International and Comparative Law Learning outcomes: Demonstrate a core understanding of international and comparative law, both substantively and procedurally; Perform legal analysis in the context of international and comparative law; Communicate effectively on topics related to international and comparative law; Demonstrate an understanding of the role of international and comparative law, and their interconnection with domestic law.
Perspectives on the Law Learning outcomes: Demonstrate an understanding of how the law affects, and is affected by, the individual course topic; Perform legal analysis in the context of the individual course topic; Communicate effectively on the legal and other aspects of the individual course topic; Demonstrate the ability to use other disciplines to analyze legal issues relevant to the individual course topic, including economics, philosophy, and sociology, as appropriate.
Public Interest Learning outcomes: Demonstrate a core understanding of the varied legal aspects of public interest law; Perform legal analysis in the context of public interest law; Communicate effectively on topics related to public interest law; Demonstrate an understanding of how public interest law is connected to and affected by a wide variety of legal and regulatory structures and doctrines.

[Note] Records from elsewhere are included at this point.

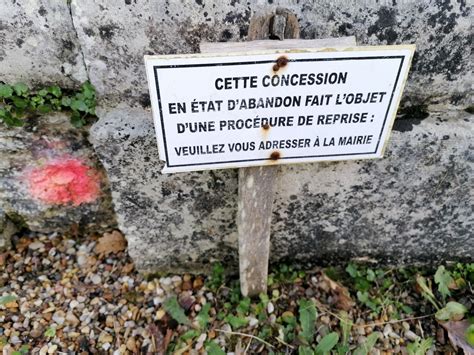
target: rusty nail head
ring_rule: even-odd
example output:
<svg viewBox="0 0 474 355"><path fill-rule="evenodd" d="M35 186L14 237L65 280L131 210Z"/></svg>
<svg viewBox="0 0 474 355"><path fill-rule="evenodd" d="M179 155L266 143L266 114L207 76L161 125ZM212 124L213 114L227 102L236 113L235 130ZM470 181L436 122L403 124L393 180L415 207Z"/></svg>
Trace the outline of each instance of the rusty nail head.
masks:
<svg viewBox="0 0 474 355"><path fill-rule="evenodd" d="M270 159L271 160L278 160L280 159L280 152L279 151L274 151L272 154L270 154Z"/></svg>
<svg viewBox="0 0 474 355"><path fill-rule="evenodd" d="M262 128L263 128L264 130L270 129L270 125L269 125L268 123L265 123L265 124L262 126Z"/></svg>
<svg viewBox="0 0 474 355"><path fill-rule="evenodd" d="M283 68L288 64L288 58L285 56L281 56L277 59L277 65L279 68Z"/></svg>
<svg viewBox="0 0 474 355"><path fill-rule="evenodd" d="M278 64L275 64L273 66L273 71L278 71L280 69L280 67L278 66Z"/></svg>

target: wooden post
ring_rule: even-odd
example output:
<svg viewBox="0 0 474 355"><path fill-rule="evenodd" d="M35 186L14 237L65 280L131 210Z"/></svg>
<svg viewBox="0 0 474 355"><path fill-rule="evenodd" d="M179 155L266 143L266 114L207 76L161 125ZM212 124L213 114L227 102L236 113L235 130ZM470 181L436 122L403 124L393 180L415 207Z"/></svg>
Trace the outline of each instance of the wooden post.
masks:
<svg viewBox="0 0 474 355"><path fill-rule="evenodd" d="M268 27L260 29L256 27L256 21L249 26L250 41L284 40L299 38L300 35L296 16L284 10L277 10L277 13L270 17ZM243 296L255 297L260 293L267 293L270 233L277 175L277 166L239 170L237 229L240 290Z"/></svg>
<svg viewBox="0 0 474 355"><path fill-rule="evenodd" d="M335 42L340 46L355 43L354 37L339 41L294 40L299 38L299 34L296 16L285 9L277 9L276 14L251 19L248 34L251 42L201 43L201 53L321 48L330 47ZM283 39L289 40L282 42ZM278 170L278 166L271 165L239 169L237 229L240 289L244 296L254 297L267 292L272 207Z"/></svg>

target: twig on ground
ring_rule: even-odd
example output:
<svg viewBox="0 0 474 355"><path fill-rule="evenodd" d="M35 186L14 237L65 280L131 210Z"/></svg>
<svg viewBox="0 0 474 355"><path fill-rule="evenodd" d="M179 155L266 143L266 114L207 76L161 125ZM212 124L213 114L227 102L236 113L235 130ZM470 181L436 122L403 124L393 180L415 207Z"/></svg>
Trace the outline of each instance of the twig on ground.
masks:
<svg viewBox="0 0 474 355"><path fill-rule="evenodd" d="M252 339L255 339L255 340L258 340L259 342L273 348L274 346L268 342L266 342L265 340L259 338L259 337L256 337L255 335L252 335L252 334L246 334L246 333L240 333L240 332L231 332L229 330L223 330L223 329L216 329L216 332L219 332L219 333L226 333L226 334L232 334L232 335L240 335L240 336L243 336L243 337L247 337L247 338L252 338Z"/></svg>
<svg viewBox="0 0 474 355"><path fill-rule="evenodd" d="M294 348L295 348L293 345L288 344L286 341L281 340L281 339L278 338L278 337L275 337L275 339L278 340L278 341L279 341L280 343L282 343L283 345L289 347L290 349L294 349Z"/></svg>
<svg viewBox="0 0 474 355"><path fill-rule="evenodd" d="M318 302L317 304L318 308L320 308L321 310L323 310L324 312L332 315L333 317L339 319L340 321L343 321L343 319L341 317L339 317L336 313L333 313L331 312L329 309L327 309L326 307L324 307L322 304L320 304ZM389 321L386 321L386 322L374 322L374 323L367 323L367 324L354 324L353 327L356 327L356 328L360 328L360 327L375 327L377 325L385 325L385 324L394 324L394 323L401 323L401 322L406 322L406 321L410 321L410 320L416 320L416 319L423 319L423 318L428 318L428 317L432 317L434 316L435 313L431 313L431 314L427 314L427 315L424 315L424 316L418 316L418 317L408 317L408 318L403 318L403 319L395 319L395 320L389 320ZM419 323L419 322L418 322ZM422 330L423 332L423 330Z"/></svg>

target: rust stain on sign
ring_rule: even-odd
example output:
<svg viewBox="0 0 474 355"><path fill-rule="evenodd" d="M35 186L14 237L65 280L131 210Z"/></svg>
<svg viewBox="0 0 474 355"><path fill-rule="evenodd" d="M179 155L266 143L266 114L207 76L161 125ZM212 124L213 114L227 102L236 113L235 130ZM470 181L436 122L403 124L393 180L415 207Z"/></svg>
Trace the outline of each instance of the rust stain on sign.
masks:
<svg viewBox="0 0 474 355"><path fill-rule="evenodd" d="M281 154L278 150L275 150L274 152L272 152L272 154L270 154L270 159L273 161L280 159L280 157L281 157Z"/></svg>
<svg viewBox="0 0 474 355"><path fill-rule="evenodd" d="M277 72L279 71L281 68L284 68L287 66L289 60L286 56L282 55L281 57L279 57L276 61L276 64L273 65L273 71L274 72Z"/></svg>

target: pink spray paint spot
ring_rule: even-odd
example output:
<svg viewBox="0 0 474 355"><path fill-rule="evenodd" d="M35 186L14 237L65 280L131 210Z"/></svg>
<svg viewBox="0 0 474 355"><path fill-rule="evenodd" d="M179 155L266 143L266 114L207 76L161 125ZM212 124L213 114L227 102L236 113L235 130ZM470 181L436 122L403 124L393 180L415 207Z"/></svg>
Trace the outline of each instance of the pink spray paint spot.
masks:
<svg viewBox="0 0 474 355"><path fill-rule="evenodd" d="M30 194L48 204L78 206L100 194L98 173L82 160L62 157L48 161L26 174Z"/></svg>

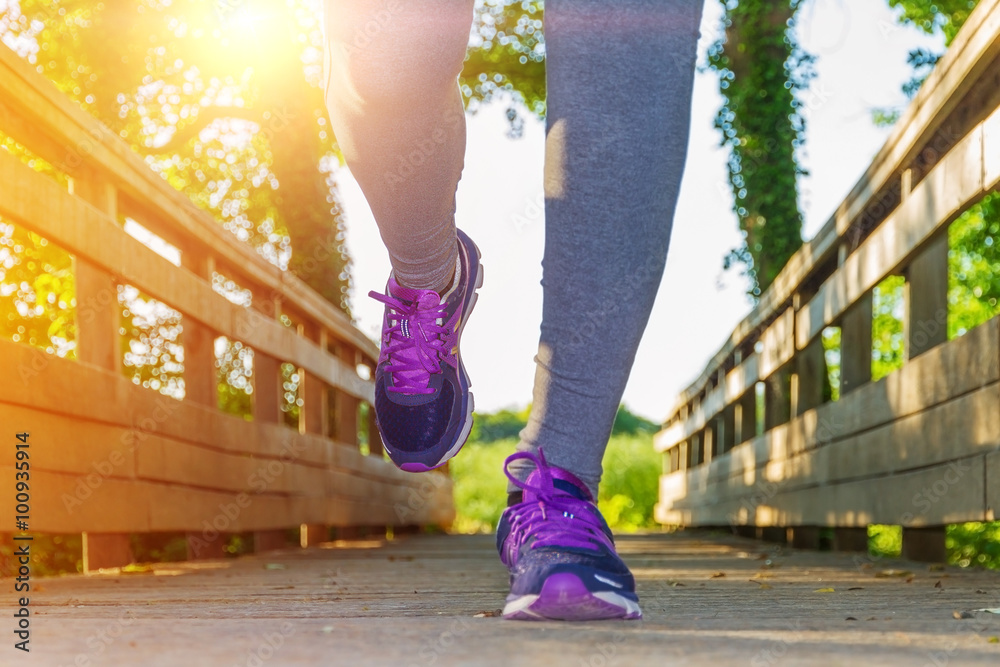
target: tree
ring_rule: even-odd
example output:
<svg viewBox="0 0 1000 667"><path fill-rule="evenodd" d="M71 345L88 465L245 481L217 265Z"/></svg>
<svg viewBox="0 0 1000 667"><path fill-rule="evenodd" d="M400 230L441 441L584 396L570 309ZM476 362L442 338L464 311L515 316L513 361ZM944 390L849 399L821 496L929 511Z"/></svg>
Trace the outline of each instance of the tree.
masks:
<svg viewBox="0 0 1000 667"><path fill-rule="evenodd" d="M20 11L7 33L33 42L24 55L40 72L348 310L343 220L321 170L336 159L316 85L322 43L304 0L21 0Z"/></svg>
<svg viewBox="0 0 1000 667"><path fill-rule="evenodd" d="M979 0L888 0L889 6L898 9L896 20L901 25L915 26L919 30L933 35L940 33L944 37L945 48L951 46L952 40L962 29L969 14L979 4ZM943 53L918 48L910 51L907 62L913 67L913 76L903 84L903 92L907 99L920 90L924 80L930 75ZM901 108L880 108L872 111L872 119L876 125L888 126L894 124L902 113Z"/></svg>
<svg viewBox="0 0 1000 667"><path fill-rule="evenodd" d="M469 52L459 83L470 111L508 96L510 135L520 136L523 106L545 117L544 2L477 3Z"/></svg>
<svg viewBox="0 0 1000 667"><path fill-rule="evenodd" d="M795 39L802 0L720 0L724 37L709 49L724 103L715 126L729 149L729 182L745 239L724 266L745 266L759 296L802 245L796 159L805 119L797 93L813 76L813 57Z"/></svg>

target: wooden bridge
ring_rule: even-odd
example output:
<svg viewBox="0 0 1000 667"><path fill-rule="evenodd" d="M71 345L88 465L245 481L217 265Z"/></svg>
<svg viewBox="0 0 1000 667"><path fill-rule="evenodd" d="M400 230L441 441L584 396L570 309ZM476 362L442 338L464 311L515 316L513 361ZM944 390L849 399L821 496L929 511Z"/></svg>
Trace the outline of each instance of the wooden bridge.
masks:
<svg viewBox="0 0 1000 667"><path fill-rule="evenodd" d="M83 532L91 571L130 563L137 533L185 532L191 556L210 557L236 533L253 532L266 550L289 529L308 545L331 527L384 535L451 520L450 479L397 470L370 421L359 423L378 350L340 310L237 241L6 48L0 131L52 167L39 173L0 151L0 217L68 251L76 286L75 360L0 341L3 437L30 433L32 531ZM179 249L180 265L129 235L126 221ZM316 259L334 252L331 236ZM220 277L249 303L213 289ZM123 373L125 285L180 313L183 400ZM252 419L219 410L219 337L253 352ZM282 364L299 379L294 421L281 410ZM367 455L359 427L374 436ZM4 489L13 466L5 455ZM0 508L12 529L13 503Z"/></svg>
<svg viewBox="0 0 1000 667"><path fill-rule="evenodd" d="M998 3L981 2L847 199L679 397L656 440L660 522L803 547L825 533L849 550L871 524L902 525L904 554L941 561L945 525L997 518L1000 320L948 340L948 227L998 189L998 34ZM905 280L905 363L873 382L872 293L889 276Z"/></svg>
<svg viewBox="0 0 1000 667"><path fill-rule="evenodd" d="M496 618L491 538L412 534L447 527L451 482L384 459L377 350L343 313L3 47L0 132L24 149L0 150L0 221L68 252L76 290L75 359L0 341L0 526L19 515L27 432L27 535L82 534L88 573L32 581L30 655L11 646L19 599L0 581L0 664L1000 659L997 574L940 564L945 525L1000 506L1000 320L947 336L948 225L1000 183L1000 0L980 2L833 219L679 397L656 440L656 516L684 529L620 538L642 622ZM872 291L894 275L906 361L872 382ZM124 289L179 314L182 399L124 372ZM252 351L251 414L220 409L223 338ZM877 523L904 526L911 561L867 554ZM134 536L161 533L186 536L187 562L123 567ZM236 534L255 553L221 558Z"/></svg>

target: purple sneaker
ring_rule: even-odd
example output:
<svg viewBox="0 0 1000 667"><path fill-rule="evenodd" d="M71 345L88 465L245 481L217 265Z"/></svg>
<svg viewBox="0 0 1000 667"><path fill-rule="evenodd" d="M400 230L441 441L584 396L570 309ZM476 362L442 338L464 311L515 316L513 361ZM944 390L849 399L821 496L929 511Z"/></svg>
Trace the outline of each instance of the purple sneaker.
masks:
<svg viewBox="0 0 1000 667"><path fill-rule="evenodd" d="M527 482L507 470L529 459ZM497 550L510 570L503 617L522 621L642 618L635 580L615 551L611 529L590 490L575 475L550 466L542 451L518 452L504 464L522 502L504 510Z"/></svg>
<svg viewBox="0 0 1000 667"><path fill-rule="evenodd" d="M458 351L462 330L483 284L479 249L458 231L458 267L451 290L403 287L390 276L382 345L375 369L375 420L393 463L426 472L458 453L472 429L469 376Z"/></svg>

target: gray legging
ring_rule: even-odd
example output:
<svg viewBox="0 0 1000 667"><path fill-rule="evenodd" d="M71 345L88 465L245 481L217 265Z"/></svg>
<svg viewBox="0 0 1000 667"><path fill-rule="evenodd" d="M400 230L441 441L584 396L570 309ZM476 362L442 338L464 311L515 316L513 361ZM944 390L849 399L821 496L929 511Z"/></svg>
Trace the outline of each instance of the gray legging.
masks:
<svg viewBox="0 0 1000 667"><path fill-rule="evenodd" d="M518 449L543 447L595 495L666 262L702 2L545 7L542 326ZM456 78L472 13L473 0L326 0L333 130L397 280L411 287L441 289L455 266L465 152Z"/></svg>

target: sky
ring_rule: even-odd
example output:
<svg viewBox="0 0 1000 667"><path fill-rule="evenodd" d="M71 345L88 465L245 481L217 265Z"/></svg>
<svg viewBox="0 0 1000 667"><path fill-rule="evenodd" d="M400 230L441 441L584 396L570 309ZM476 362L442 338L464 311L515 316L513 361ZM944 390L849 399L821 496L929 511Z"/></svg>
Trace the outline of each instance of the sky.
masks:
<svg viewBox="0 0 1000 667"><path fill-rule="evenodd" d="M906 57L943 39L896 25L887 3L808 0L800 11L802 46L818 57L806 104L809 174L799 181L803 233L811 238L854 186L889 133L871 121L873 108L902 106L901 85L912 75ZM700 62L719 32L721 9L707 0ZM667 268L623 402L657 422L674 397L701 372L736 324L749 313L746 281L724 272L722 258L739 245L736 215L713 120L721 97L711 71L695 78L687 168ZM544 124L527 118L523 137L506 137L506 105L468 118L466 164L457 194L457 224L483 253L485 283L462 337L476 409L493 412L531 400L533 357L541 321L544 213ZM347 168L336 174L353 259L351 306L358 326L377 339L389 260L371 211ZM497 194L503 180L505 196ZM599 354L600 350L595 350Z"/></svg>

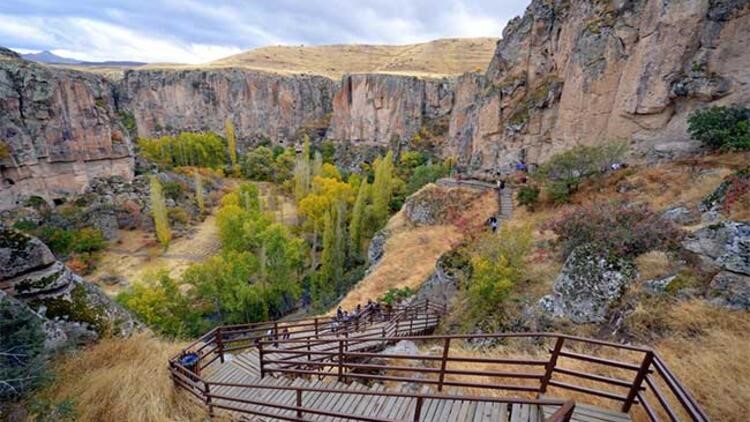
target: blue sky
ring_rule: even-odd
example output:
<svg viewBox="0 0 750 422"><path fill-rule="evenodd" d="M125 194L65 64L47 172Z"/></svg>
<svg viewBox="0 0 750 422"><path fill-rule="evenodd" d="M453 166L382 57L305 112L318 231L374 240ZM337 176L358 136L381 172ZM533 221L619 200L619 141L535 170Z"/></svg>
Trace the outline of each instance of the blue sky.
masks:
<svg viewBox="0 0 750 422"><path fill-rule="evenodd" d="M500 37L528 0L1 0L0 46L201 63L268 45Z"/></svg>

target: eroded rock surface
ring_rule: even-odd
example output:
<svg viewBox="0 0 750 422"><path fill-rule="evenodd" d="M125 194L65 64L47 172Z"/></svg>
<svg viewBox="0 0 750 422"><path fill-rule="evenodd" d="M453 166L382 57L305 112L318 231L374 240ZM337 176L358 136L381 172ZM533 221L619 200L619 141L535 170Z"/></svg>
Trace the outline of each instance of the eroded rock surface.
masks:
<svg viewBox="0 0 750 422"><path fill-rule="evenodd" d="M133 176L112 85L12 55L0 55L0 147L0 210L79 193L94 177Z"/></svg>
<svg viewBox="0 0 750 422"><path fill-rule="evenodd" d="M611 304L637 277L628 260L607 256L594 245L570 254L553 286L539 305L546 313L578 324L604 322Z"/></svg>
<svg viewBox="0 0 750 422"><path fill-rule="evenodd" d="M129 335L141 327L99 288L56 261L39 239L1 225L0 239L0 291L43 318L57 338L51 342L105 332Z"/></svg>
<svg viewBox="0 0 750 422"><path fill-rule="evenodd" d="M486 75L458 81L446 155L479 173L616 139L636 158L695 151L691 111L750 100L749 4L534 0Z"/></svg>

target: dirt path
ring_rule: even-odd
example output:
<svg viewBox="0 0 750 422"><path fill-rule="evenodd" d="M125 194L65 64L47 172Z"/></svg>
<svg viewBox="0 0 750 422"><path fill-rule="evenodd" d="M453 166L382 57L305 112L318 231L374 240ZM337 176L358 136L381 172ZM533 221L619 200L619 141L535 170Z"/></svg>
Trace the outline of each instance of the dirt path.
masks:
<svg viewBox="0 0 750 422"><path fill-rule="evenodd" d="M123 287L142 280L148 272L167 269L172 277L179 277L190 264L218 253L220 246L213 215L195 226L188 236L173 240L166 253L162 253L153 233L122 230L120 241L105 250L96 271L86 278L108 294L117 294ZM107 283L108 278L120 282Z"/></svg>

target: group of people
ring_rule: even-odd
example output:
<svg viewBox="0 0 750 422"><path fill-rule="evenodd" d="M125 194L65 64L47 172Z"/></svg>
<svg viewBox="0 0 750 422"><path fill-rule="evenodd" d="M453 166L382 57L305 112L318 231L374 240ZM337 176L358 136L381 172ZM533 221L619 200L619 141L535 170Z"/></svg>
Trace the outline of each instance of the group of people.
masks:
<svg viewBox="0 0 750 422"><path fill-rule="evenodd" d="M336 309L336 316L333 317L331 330L334 333L339 332L341 329L346 331L350 324L356 324L356 326L359 326L359 321L363 316L366 316L369 321L372 321L374 318L379 317L381 313L382 309L380 303L374 302L372 299L367 300L367 304L364 308L361 304L357 304L351 313L339 306Z"/></svg>

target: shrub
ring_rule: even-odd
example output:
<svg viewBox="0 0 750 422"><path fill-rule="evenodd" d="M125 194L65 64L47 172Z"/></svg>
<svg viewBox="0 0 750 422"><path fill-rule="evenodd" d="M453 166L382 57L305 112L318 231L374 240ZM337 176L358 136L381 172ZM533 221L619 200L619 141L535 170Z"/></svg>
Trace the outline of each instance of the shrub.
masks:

Equity and Inclusion Learning outcomes: Demonstrate a core understanding of the varied legal aspects of equity and inclusion; Perform legal analysis in the context of topics related to equity and inclusion; Communicate effectively on the legal aspects of equity and inclusion; Demonstrate an understanding of how equity and inclusion are connected to and affected by a wide variety of legal and regulatory structures and doctrines.